Ist dann der Patient für die Bewertung freigeschaltet, kann er in fünf Bereichen und jeweils vier Stufen von sehr positiv bis negativ Noten anklicken. Dass allerdings die vierte Frage, "wie lange mussten Sie warten", nur die Kategorien "15, 30, 45 Minuten oder länger" anbietet, zeugt von mangelhafter Kenntnis der Zustände in den meisten Münchner Praxen.

Natürlich rührt solch Patientengehabe am Selbstverständnis manchen Arztes. So leidet auch die Kassenärztliche Vereinigung Bayern offensichtlich ein wenig an Bauchweh angesichts Jameda & Co. "Wir haben selbst eine Website mit all unseren Ärzten", sagt KVB-Sprecher Martin Eulitz, doch auf ein Bewertungssystem durch Patienten verzichtet die Organisation, die unter anderem für die Abrechnung der niedergelassenen Ärzte verantwortlich ist.
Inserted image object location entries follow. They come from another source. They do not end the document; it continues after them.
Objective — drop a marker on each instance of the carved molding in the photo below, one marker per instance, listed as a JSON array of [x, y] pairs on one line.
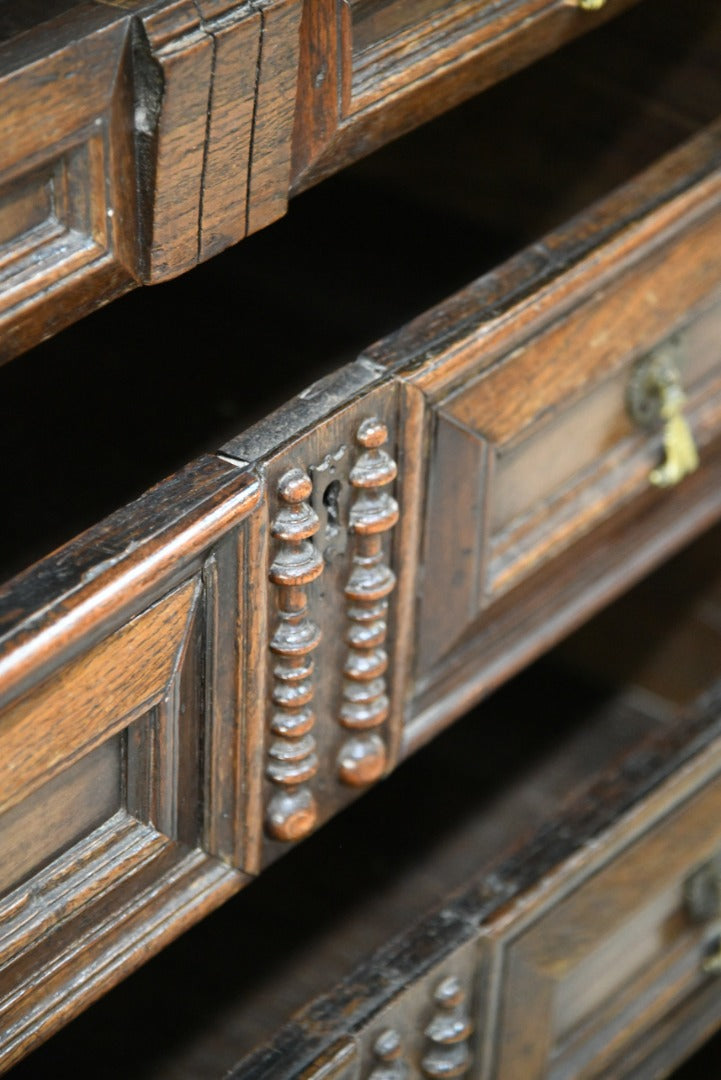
[[365, 705], [291, 812], [448, 1033]]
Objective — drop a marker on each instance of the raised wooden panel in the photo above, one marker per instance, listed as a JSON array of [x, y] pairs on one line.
[[531, 446], [372, 69], [66, 225], [612, 956], [215, 84], [122, 724]]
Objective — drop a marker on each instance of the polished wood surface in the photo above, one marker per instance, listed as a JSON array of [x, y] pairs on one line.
[[279, 624], [169, 129]]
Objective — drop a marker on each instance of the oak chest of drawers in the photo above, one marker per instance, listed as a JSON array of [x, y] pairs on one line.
[[193, 686]]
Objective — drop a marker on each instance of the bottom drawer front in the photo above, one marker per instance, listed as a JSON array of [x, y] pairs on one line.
[[615, 955]]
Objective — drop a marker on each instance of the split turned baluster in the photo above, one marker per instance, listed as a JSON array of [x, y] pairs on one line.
[[448, 1033], [388, 1051], [291, 812], [365, 705]]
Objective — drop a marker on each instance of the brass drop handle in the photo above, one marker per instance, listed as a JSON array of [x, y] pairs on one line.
[[656, 397], [703, 904]]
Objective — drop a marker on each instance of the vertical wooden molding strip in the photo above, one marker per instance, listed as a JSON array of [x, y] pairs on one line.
[[291, 812], [448, 1033], [365, 706], [388, 1051]]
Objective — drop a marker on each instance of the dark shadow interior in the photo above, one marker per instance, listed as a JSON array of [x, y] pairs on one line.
[[453, 812], [93, 417]]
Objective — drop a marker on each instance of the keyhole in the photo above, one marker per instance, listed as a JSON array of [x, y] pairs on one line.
[[330, 497]]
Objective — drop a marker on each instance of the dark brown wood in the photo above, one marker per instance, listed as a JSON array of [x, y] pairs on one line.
[[117, 682], [198, 683], [370, 72]]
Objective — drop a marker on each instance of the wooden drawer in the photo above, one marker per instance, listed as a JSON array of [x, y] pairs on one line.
[[614, 956], [524, 901], [279, 624]]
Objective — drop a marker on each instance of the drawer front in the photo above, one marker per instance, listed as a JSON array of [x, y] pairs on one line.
[[616, 955], [122, 770], [390, 65], [530, 439]]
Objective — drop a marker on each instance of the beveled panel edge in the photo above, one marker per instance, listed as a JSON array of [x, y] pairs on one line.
[[614, 809], [71, 597]]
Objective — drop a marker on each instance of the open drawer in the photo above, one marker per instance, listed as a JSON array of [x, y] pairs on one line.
[[554, 909], [233, 657]]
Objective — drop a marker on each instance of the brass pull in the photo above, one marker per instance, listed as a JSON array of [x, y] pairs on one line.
[[655, 396], [703, 904]]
"Emotional und wenig kenntnisreich"

Zum einen sei, so Eulitz, die Bewertung durch Patienten doch sehr emotional und oft wenig kenntnisreich, was das Medizinische angeht, zum anderen sei, wie überall, die Möglichkeit des Missbrauchs nicht auszuschließen, indem zum Beispiel ein Kollege dem anderen durch entsprechende Animation seiner Klientel eins auswischen könnte.
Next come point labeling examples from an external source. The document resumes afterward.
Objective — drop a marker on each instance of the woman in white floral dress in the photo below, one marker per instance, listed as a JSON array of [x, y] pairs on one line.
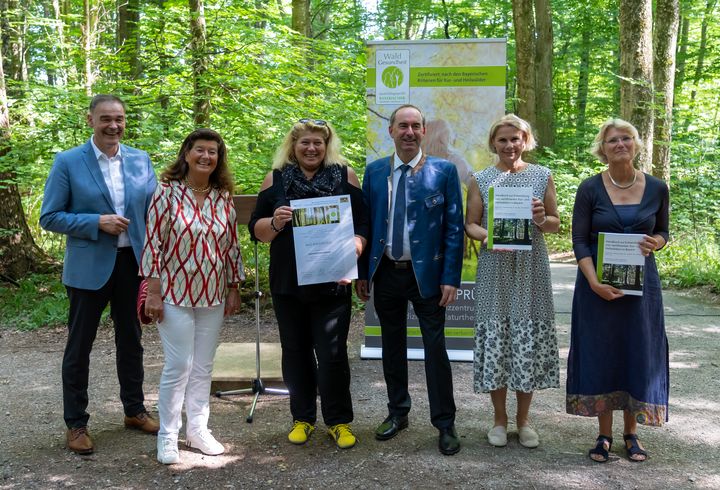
[[515, 339]]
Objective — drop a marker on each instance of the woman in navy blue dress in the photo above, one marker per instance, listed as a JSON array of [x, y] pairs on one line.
[[618, 348]]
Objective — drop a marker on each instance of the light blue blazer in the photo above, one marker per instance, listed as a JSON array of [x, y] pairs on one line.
[[434, 219], [75, 197]]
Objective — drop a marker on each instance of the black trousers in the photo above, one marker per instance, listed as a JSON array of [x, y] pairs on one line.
[[313, 336], [86, 307], [393, 288]]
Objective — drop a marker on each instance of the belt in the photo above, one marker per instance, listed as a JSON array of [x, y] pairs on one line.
[[398, 264]]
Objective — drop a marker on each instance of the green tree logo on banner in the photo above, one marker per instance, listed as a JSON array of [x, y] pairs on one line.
[[392, 77]]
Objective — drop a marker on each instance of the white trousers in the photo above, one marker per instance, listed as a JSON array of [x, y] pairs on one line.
[[189, 337]]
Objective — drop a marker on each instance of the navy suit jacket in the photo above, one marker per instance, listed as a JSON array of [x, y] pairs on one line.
[[75, 197], [434, 220]]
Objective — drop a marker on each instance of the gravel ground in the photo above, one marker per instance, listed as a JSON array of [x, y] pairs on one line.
[[685, 453]]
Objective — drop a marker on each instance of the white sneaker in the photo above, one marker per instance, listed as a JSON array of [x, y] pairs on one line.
[[167, 450], [205, 442], [498, 436], [528, 437]]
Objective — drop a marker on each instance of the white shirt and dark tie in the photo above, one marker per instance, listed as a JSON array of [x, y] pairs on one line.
[[111, 168], [399, 181]]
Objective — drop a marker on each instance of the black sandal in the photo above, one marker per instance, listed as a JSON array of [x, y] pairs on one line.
[[634, 449], [599, 449]]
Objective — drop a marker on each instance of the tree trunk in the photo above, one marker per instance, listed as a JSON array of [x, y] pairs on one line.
[[682, 53], [636, 71], [18, 252], [301, 17], [701, 52], [127, 36], [525, 59], [198, 44], [13, 41], [666, 30], [89, 40], [583, 78], [544, 58]]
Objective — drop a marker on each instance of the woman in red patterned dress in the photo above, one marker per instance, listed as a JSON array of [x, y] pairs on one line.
[[193, 266]]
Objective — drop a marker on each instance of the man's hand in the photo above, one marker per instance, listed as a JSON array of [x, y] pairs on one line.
[[232, 302], [113, 224], [449, 293], [154, 307], [362, 290]]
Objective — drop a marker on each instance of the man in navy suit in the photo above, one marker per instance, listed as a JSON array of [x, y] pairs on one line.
[[415, 254], [97, 195]]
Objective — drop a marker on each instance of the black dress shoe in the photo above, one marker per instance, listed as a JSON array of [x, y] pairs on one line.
[[390, 427], [448, 443]]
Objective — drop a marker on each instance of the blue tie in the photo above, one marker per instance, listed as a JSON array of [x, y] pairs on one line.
[[399, 215]]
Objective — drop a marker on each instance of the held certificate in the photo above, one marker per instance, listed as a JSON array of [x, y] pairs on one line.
[[324, 239], [620, 263], [510, 218]]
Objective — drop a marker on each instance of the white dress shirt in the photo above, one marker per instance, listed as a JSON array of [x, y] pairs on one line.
[[111, 168], [397, 163]]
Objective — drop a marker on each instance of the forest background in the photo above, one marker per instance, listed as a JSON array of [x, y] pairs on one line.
[[250, 68]]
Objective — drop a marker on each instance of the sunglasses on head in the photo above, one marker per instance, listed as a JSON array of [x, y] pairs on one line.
[[316, 122]]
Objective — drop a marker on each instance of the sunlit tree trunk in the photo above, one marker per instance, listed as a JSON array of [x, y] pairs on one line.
[[198, 45], [682, 53], [636, 71], [525, 59], [89, 41], [544, 57], [583, 78], [301, 17], [665, 32], [127, 36], [702, 51]]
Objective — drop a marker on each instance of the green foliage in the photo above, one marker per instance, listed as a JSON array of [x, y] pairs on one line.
[[39, 301], [689, 261], [263, 77]]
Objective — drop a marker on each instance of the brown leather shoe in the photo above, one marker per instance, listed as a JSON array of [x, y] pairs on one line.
[[144, 422], [78, 441]]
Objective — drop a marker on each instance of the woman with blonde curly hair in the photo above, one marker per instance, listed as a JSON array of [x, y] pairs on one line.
[[193, 268], [515, 341]]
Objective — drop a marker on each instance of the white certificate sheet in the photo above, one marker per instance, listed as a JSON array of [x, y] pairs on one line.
[[510, 218], [324, 239], [620, 262]]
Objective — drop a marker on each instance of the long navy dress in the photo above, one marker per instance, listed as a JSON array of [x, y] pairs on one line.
[[618, 349]]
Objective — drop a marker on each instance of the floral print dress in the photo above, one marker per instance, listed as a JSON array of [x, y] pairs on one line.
[[515, 339]]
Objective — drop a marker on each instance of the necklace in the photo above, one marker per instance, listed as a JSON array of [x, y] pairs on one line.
[[203, 190], [626, 186]]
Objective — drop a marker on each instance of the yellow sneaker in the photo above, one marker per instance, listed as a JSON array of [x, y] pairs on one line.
[[300, 432], [343, 435]]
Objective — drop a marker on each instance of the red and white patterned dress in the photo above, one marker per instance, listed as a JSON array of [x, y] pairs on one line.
[[193, 251]]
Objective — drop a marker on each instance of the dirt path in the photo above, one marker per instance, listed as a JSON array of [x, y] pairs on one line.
[[685, 453]]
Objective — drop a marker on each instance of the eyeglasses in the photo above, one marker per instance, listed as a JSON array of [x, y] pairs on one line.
[[625, 140], [316, 122]]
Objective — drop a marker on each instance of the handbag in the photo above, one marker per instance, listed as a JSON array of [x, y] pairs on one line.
[[142, 296]]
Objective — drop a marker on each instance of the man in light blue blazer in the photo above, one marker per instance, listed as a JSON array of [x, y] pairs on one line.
[[97, 194], [414, 254]]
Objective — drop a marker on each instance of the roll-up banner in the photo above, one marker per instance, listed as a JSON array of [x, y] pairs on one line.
[[460, 86]]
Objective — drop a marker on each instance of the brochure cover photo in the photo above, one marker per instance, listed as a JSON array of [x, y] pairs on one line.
[[509, 218], [620, 263]]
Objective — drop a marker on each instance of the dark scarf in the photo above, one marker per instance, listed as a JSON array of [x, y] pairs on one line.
[[323, 183]]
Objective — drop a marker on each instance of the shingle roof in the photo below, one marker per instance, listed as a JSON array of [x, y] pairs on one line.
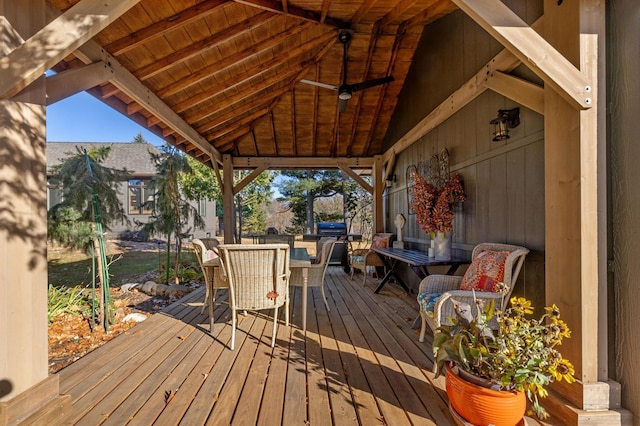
[[134, 157]]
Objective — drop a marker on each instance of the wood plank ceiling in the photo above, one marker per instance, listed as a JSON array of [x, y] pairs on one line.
[[232, 70]]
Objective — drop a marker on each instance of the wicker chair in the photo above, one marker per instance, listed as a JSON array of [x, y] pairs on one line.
[[258, 278], [436, 291], [361, 258], [316, 272], [210, 270]]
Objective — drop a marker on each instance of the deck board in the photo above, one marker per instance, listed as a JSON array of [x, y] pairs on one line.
[[359, 363]]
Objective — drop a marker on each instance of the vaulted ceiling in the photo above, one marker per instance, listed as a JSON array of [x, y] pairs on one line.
[[231, 72]]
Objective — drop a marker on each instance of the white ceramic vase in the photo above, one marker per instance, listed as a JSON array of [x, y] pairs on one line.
[[443, 246]]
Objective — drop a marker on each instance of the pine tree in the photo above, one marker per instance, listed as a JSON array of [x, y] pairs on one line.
[[171, 209], [86, 184]]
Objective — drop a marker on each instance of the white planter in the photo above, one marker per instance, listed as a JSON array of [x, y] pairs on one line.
[[443, 246]]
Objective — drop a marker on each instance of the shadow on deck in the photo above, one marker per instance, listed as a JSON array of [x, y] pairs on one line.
[[361, 363]]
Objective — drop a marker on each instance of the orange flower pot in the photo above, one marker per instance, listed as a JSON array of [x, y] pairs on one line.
[[481, 406]]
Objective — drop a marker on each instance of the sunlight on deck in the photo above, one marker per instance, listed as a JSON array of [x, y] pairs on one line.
[[360, 363]]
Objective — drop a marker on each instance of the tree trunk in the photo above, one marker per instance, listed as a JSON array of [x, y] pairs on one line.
[[100, 289]]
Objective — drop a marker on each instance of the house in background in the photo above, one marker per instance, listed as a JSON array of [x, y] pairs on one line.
[[135, 158]]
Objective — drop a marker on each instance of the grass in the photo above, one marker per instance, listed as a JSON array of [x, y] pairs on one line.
[[71, 269]]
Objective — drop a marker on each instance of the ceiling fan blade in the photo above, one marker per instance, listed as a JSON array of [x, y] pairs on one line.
[[316, 83], [342, 105], [371, 83]]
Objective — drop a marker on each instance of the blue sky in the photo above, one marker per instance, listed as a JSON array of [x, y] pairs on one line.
[[83, 118]]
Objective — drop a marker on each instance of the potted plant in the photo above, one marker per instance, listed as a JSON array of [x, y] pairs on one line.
[[519, 358], [433, 205]]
"Ja, ganz gefeit ist man vor sowas nie", sagt auch Markus Reich, einer der Geschäftsführer bei "Jameda" und fürs Marketing verantwortlich. Aber man habe hier jede Menge Sicherheitsstufen eingebaut. So könne ein Patient denselben Arzt nur einmal innerhalb eines bestimmten Zeitlimits bewerten und auch insgesamt nur eine begrenzte Zahl Bewertungen abgeben. Auch würden Bewertungsverläufe und -häufigkeiten beobachtet, um etwaige Anomalien zu erkennen.

Hier setzt auch die einzige Kritik der bayerischen Landesärztekammer an, die das Thema Ärztebewertung sonst "ziemlich relaxed" sieht. "Im Falle einer Negativ-Bewertung sollte der Arzt darüber informiert werden und die Chance zur Stellungnahme haben", fordert Sprecherin Dagmar Nedbal. "Sonst ist die Gefahr des Rufmords zu groß." Noch hat man bei "Jameda" diese Möglichkeit nicht installiert, denke aber "positiv darüber nach". Schließlich wolle man ja, so Marketing-Chef Reif, "mit der Ärzteschaft kooperieren". Diese Seite diene nicht dazu, dass Patienten Ärzten schaden, sondern vor allem der Transparenz.

Um das eigentliche Ziel zu erreichen, mit der Seite auch Geld zu verdienen, bauen die Jamedaner auf zwei Säulen: So bietet der Web-Auftritt den Ärzten einen Premium-Eintrag für 99,60 Euro pro Jahr, also unter anderem eine eigene Website, auf der sich der Arzt präsentieren und die er selbst aktualisieren kann.

Zum anderen hätten, sagt Markus Reif, schon nach knapp einer Woche im Netz Arzneimittelhersteller angerufen, um die Möglichkeit der Werbung auf der Jameda-Seite abzufragen. Das "Ja" von Jameda übrigens solle, so die Erfinder der Netzseite, "das Positive im Leben darstellen". Wenn man zum Arzt geht, kann positives Denken meist nicht schaden.